The main challenge I am now facing, is how to append two lines ( start_codon with stop_codon), when each output were obtained from a if loop (if start_codon = StartLine, else it is a StopLine).

I think that in a first time, I would like to try by myself to code the part to generate the text and .csv file but I would definitely appreciate help to merge "start/stop_codon" or "stop/start_codon" when they are both output from the same if statement.

As beginner in Python programming, I am always open to any remarks or ideas, especially on my coding approach.

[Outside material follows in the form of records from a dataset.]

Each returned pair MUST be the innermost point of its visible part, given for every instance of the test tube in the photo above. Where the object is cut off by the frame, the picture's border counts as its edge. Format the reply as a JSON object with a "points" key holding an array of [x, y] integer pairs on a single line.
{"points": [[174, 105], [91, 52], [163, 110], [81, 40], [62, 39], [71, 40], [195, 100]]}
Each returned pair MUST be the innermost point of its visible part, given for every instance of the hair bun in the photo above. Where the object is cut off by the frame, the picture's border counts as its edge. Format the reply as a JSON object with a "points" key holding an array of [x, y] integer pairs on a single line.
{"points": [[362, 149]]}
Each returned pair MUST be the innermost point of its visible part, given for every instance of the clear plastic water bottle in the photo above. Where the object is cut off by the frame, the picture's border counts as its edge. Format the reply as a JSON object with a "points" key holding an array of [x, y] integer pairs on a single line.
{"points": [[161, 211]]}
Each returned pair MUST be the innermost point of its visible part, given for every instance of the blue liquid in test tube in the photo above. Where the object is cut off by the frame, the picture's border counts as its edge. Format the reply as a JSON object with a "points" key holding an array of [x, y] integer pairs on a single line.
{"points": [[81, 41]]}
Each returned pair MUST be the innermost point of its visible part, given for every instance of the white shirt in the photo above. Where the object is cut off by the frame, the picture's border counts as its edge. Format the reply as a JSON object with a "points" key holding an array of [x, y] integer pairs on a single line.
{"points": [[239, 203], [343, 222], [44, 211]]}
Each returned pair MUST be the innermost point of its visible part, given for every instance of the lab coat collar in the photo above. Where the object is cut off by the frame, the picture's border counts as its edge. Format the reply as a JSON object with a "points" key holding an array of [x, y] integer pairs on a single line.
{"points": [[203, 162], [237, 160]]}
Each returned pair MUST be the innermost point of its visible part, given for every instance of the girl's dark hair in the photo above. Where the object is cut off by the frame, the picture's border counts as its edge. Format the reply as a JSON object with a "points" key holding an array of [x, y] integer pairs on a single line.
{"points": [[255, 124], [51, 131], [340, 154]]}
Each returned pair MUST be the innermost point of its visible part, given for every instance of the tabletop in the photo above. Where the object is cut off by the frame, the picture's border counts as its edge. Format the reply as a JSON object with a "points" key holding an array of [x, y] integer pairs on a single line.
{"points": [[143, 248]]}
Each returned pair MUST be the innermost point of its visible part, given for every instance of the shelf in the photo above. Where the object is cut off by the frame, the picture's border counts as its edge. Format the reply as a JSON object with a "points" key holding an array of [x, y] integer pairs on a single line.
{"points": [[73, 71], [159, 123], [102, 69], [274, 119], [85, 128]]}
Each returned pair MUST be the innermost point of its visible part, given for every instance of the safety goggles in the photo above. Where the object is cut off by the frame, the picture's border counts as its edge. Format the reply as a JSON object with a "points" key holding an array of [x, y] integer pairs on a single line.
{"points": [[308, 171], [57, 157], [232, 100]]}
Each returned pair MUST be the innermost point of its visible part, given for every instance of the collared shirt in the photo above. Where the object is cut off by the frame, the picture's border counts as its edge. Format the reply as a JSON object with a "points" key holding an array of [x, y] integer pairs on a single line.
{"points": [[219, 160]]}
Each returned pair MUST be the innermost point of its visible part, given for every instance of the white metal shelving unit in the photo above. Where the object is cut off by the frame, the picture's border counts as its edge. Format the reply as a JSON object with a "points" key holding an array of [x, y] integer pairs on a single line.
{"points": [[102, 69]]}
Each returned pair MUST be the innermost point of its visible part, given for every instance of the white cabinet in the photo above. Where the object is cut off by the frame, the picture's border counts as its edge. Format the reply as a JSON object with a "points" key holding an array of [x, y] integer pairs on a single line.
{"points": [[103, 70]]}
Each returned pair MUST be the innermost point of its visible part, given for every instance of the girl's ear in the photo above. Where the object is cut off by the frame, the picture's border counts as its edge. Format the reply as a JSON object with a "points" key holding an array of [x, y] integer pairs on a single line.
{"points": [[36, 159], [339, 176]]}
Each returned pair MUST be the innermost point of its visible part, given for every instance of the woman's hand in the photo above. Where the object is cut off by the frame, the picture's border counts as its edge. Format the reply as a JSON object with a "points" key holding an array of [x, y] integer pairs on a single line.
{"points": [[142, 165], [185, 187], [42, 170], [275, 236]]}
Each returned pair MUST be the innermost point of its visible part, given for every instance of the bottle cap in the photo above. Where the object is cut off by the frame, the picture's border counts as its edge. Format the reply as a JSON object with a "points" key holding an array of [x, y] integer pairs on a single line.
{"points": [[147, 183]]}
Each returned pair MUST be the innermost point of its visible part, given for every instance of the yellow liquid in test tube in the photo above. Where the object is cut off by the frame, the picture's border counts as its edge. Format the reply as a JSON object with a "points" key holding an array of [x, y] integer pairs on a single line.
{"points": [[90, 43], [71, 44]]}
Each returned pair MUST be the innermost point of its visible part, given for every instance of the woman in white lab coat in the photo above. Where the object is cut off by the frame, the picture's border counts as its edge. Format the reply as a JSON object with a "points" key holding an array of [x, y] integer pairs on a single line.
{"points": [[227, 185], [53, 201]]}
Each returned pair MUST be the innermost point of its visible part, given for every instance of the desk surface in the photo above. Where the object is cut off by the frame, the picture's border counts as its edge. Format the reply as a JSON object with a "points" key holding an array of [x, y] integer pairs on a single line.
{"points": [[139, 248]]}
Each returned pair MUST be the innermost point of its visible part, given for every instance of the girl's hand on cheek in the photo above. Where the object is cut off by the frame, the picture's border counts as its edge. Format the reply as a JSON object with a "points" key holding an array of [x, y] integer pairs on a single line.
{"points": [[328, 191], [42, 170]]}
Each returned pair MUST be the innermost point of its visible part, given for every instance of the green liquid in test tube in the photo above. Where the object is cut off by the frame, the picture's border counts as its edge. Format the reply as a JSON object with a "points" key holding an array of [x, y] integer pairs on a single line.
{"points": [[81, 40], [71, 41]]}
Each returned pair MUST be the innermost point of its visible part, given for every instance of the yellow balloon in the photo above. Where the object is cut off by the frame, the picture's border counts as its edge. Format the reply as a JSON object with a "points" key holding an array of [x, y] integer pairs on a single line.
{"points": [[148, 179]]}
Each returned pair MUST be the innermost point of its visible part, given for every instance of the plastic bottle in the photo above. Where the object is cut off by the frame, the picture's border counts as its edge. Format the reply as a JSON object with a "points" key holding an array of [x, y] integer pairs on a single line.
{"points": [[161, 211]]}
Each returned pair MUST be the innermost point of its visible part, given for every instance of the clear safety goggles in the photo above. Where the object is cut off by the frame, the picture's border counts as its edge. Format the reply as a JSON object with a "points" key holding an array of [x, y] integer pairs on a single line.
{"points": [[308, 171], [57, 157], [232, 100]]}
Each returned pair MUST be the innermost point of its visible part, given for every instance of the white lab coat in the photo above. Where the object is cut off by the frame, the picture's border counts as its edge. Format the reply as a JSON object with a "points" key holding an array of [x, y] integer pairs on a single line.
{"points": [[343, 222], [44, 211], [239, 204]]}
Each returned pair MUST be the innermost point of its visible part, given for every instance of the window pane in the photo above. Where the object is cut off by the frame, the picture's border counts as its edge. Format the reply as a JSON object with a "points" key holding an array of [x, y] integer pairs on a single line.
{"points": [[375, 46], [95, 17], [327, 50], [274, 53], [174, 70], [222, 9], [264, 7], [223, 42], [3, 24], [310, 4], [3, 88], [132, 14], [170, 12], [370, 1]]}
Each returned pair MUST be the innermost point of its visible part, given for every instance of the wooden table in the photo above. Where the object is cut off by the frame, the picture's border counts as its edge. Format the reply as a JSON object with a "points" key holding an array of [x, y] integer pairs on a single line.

Thanks again for your help.
Reply
#5
(Jan-17-2022, 11:21 AM)fgaascht Wrote: Now, I would like to combine the first line with the second line and the third line with the fourth line, and so on with all the "start_codon" and "stop_codon" lines to get an output like this:
For this is zip() common to use.
>>> new_lst = zip(lst[0::2], lst[1::2])
# Or fancier 
#new_lst = zip(*(iter(lst),) * 2)
>>> new_lst
<zip object at 0x0000020471CE7080>
>>> for item in new_lst:
...     print(item)    
...     
(['stop_codon', '13036', '13038', 'g4.t1'], ['start_codon', '15465', '15467', 'g4.t1'])
(['stop_codon', '16909', '16911', 'g5.t1'], ['start_codon', '17817', '17819', 'g5.t1'])
(['stop_codon', '18965', '18967', 'g6.t2'], ['start_codon', '22307', '22309', 'g6.t2'])
(['start_codon', '22846', '22848', 'g7.t1'], ['stop_codon', '24171', '24173', 'g7.t1'])
So now need to join list together,this can be do with + or extend.
>>> l1 = [1, 2]
>>> l2 = [3, 4]
>>> l1 + l2
[1, 2, 3, 4]
>>> l1.extend(l2)
>>> l1
[1, 2, 3, 4]
(Jan-17-2022, 11:21 AM)fgaascht Wrote: or, merging the identical values (gX.tX)
Like this to preserve the ordering.
>>> lst = ['stop_codon', '13036', '13038', 'g4.t1', 'start_codon', '15465', '15467', 'g4.t1']
>>> list(dict.fromkeys(lst))
['stop_codon', '13036', '13038', 'g4.t1', 'start_codon', '15465', '15467']
Can do it like because from Python 3.7--> are dictionaries guaranteed to keep order.
Unlike set() which still is unordered.
>>> set(lst)
{'15467', '13038', '13036', 'start_codon', '15465', 'g4.t1', 'stop_codon'} 
Reply
#6
from operator import itemgetter
from itertools import pairwise


def unquote(text):
    return text.replace("'", "").replace('"', "")


def combine_codons(data):

    # using itemgetter to access to the `fields`
    # itemgetter return a callable
    # calling the callable with an object, will return the seclected elements of the object
    # itemgetter(1)(some_list) -> will return the second element from `some_list`
    get_first = itemgetter(0, 1, 2, 3, 4, -3)
    get_second = itemgetter(2, 3, 4, -3)
    # negative indeicies starting on the right side of the list
    # -1 is the last element in the list
    # -2 is the second last element ...

    buffer = []
    for line in data.splitlines():
        row = line.split()
        if len(row) == 12 and row[2] in ("start_codon", "stop_codon"):
            buffer.append(row)

    if len(buffer) % 2 != 0:
        # what should happen, if your data is incomplete?
        print("WARNING: Count of start_codon + stop_codon is odd")

    results = []
    # itertools.pairwise was introduced with Python 3.10
    # if you're not able to use it, you can use more_itertools instead
    for first, second in pairwise(buffer):
        # get_first and get_second is the itemgetter
        # the * will unpack the elements
        # you can do it more then once in a list
        combined_row = [*get_first(first), *get_second(second)]

        # optional
        # unquoting the 6th element and the last element
        # 1st element is at index 0
        # so 6th element is at index 5
        # counting starts with 0
        combined_row[5] = unquote(combined_row[5])
        combined_row[-1] = unquote(combined_row[-1])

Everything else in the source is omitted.